Crit Care. 2006 Mar 13;10(2):R45 [Epub ahead of print]

du Cheyron D, Bouchet B, Bruel C, Daubin C, Ramakers M, Charbonneau P.

Medical Intensive Care Unit, Caen University Hospital, Avenue cote de Nacre, 14033 Caen cedex, France

INTRODUCTION: Acquired antithrombin III (AT) deficiency may induce heparin resistance and premature membrane clotting during continuous renal replacement therapy (CRRT). The purpose of this study was to evaluate the effect of AT supplementation on filter lifespan in critically ill patients with septic shock requiring CRRT.

METHODS: We conducted a retrospective case-control analysis based on a 4-year observational study with prospectively collected data in two medical intensive care units in a university hospital. In all, 106 patients with septic shock underwent CRRT during the study period (55 during 2001 to 2002 and 51 during 2003 to 2004). Of these, 78 had acquired AT deficiency (plasma level below 70%) at onset of renal supportive therapy, 40 in the first 2-year period and 38 in the last 2-year period. In the latter intervention period, patients received AT supplementation (50 IU/kg) during CRRT each time that plasma AT activity, measured once daily, fell below 70%.
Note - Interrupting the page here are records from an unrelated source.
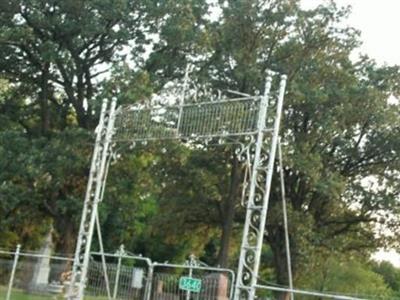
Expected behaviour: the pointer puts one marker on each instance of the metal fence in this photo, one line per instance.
(37, 276)
(191, 281)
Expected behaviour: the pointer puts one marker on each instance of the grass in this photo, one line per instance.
(17, 294)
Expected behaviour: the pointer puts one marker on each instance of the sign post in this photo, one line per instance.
(190, 284)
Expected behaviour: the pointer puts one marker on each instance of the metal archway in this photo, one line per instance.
(250, 121)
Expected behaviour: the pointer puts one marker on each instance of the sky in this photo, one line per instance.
(379, 23)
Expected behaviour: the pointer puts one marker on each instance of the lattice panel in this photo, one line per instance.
(199, 120)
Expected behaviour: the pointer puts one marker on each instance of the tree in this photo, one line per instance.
(331, 146)
(64, 47)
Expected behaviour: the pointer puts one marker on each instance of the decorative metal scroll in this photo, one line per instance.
(224, 118)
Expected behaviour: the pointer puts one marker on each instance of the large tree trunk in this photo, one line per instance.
(276, 239)
(229, 212)
(44, 100)
(66, 242)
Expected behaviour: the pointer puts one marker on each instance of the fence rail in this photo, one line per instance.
(36, 276)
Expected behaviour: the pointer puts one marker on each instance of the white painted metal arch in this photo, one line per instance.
(219, 118)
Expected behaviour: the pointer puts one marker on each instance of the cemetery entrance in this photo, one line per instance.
(195, 117)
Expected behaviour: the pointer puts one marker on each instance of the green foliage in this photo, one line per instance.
(340, 135)
(346, 276)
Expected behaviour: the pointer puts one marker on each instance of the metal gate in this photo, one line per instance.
(128, 276)
(191, 281)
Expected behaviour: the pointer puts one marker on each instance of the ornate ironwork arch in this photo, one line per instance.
(199, 115)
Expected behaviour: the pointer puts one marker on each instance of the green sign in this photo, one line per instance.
(190, 284)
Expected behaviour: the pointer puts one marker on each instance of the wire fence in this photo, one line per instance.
(35, 276)
(38, 276)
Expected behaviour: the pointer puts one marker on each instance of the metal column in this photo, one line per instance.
(258, 195)
(93, 196)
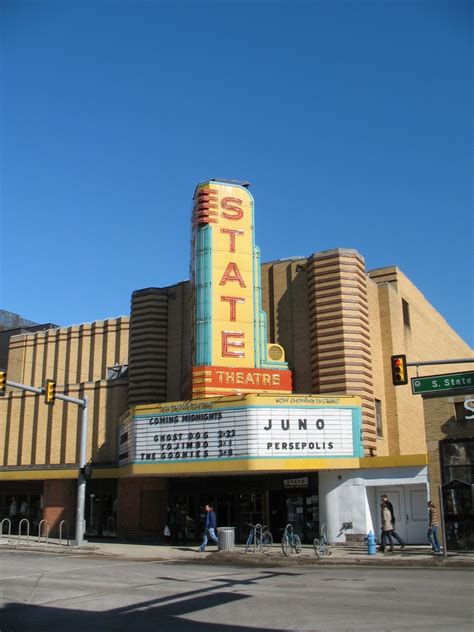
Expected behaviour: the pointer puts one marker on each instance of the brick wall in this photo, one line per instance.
(59, 503)
(142, 507)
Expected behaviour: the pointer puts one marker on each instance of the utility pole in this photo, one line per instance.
(50, 396)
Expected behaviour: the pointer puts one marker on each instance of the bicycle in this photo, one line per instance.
(321, 544)
(260, 537)
(290, 541)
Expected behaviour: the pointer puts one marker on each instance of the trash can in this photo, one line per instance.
(226, 538)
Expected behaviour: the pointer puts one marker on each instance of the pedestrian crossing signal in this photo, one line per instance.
(3, 383)
(50, 392)
(399, 370)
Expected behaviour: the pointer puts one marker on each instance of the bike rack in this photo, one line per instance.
(9, 522)
(46, 524)
(24, 520)
(61, 524)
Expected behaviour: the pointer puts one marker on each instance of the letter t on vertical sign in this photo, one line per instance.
(399, 370)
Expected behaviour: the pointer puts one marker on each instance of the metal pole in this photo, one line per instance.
(81, 481)
(441, 515)
(24, 387)
(432, 362)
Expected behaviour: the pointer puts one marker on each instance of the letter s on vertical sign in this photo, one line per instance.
(232, 205)
(469, 405)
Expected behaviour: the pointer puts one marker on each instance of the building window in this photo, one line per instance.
(117, 372)
(460, 411)
(378, 417)
(406, 313)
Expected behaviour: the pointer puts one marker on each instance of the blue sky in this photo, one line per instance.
(352, 121)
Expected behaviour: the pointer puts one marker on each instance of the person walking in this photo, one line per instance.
(209, 528)
(387, 528)
(394, 533)
(433, 526)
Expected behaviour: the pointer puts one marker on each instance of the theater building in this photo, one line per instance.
(262, 388)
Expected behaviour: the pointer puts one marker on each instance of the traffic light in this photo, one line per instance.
(86, 471)
(399, 370)
(3, 383)
(50, 392)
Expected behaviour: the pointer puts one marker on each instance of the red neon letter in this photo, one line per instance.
(232, 233)
(233, 300)
(238, 343)
(229, 204)
(232, 273)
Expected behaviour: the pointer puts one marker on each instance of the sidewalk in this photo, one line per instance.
(416, 556)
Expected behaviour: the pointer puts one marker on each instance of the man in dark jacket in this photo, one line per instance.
(394, 533)
(209, 527)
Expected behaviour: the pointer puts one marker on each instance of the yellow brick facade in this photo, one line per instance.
(338, 324)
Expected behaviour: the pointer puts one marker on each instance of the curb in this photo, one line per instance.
(237, 558)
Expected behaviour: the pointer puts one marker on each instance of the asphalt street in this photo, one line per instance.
(60, 592)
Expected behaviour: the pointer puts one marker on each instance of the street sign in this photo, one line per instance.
(447, 382)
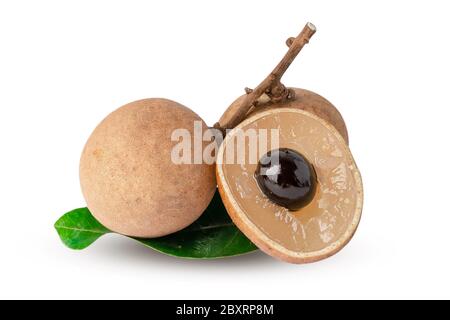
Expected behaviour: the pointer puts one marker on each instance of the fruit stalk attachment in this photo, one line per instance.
(271, 85)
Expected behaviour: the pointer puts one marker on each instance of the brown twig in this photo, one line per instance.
(272, 85)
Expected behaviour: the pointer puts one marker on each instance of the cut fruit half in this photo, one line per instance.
(311, 233)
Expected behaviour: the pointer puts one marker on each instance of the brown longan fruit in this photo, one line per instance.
(322, 225)
(128, 179)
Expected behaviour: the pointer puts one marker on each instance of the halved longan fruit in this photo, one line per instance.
(323, 224)
(304, 100)
(128, 178)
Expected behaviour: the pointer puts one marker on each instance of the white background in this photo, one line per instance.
(64, 65)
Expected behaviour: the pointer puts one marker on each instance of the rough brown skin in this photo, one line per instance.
(303, 99)
(128, 179)
(257, 236)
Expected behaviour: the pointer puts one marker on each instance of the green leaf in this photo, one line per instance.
(213, 235)
(78, 229)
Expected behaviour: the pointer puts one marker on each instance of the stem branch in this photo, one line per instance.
(272, 85)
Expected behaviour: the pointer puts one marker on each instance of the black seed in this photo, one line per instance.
(287, 178)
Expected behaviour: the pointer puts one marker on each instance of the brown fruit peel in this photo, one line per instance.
(253, 231)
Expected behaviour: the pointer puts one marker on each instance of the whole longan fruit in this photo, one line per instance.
(129, 181)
RESULTS : In a case-control analysis of the 78 patients with acquired AT deficiency, groups were similar for baseline characteristics, except in severity of illness as assessed by a higher Simplified Acute Physiology Score (SAPS) II after 2002. In comparison with controls, cases had a significantly greater AT level after AT supplementation, but not at baseline, and a smaller number of episodes of clots, without excess bleeding risk. The median hemofilter survival time was longer in the AT group than in the heparin group (44.5 versus 33.4 hours; p = 0.0045). The hemofiltration dose, assessed by the ratio of delivered to prescribed ultrafiltration, increased during intervention. AT supplementation was independently associated with a decrease in clotting rate, whereas femoral angioaccess and higher SAPS II were independent predictors of filter failure. However, mortality did not differ between periods; in the control period the observed mortality was significantly higher than predicted by the SAPS II score, unlike in the treatment period.

CONCLUSION: In sepsis patients requiring CRRT and with acquired AT deficiency, anticoagulation with unfractionated heparin plus AT supplementation prevent premature filter clotting and may contribute to improving outcome, but the cost-effectiveness of AT remains to be determined.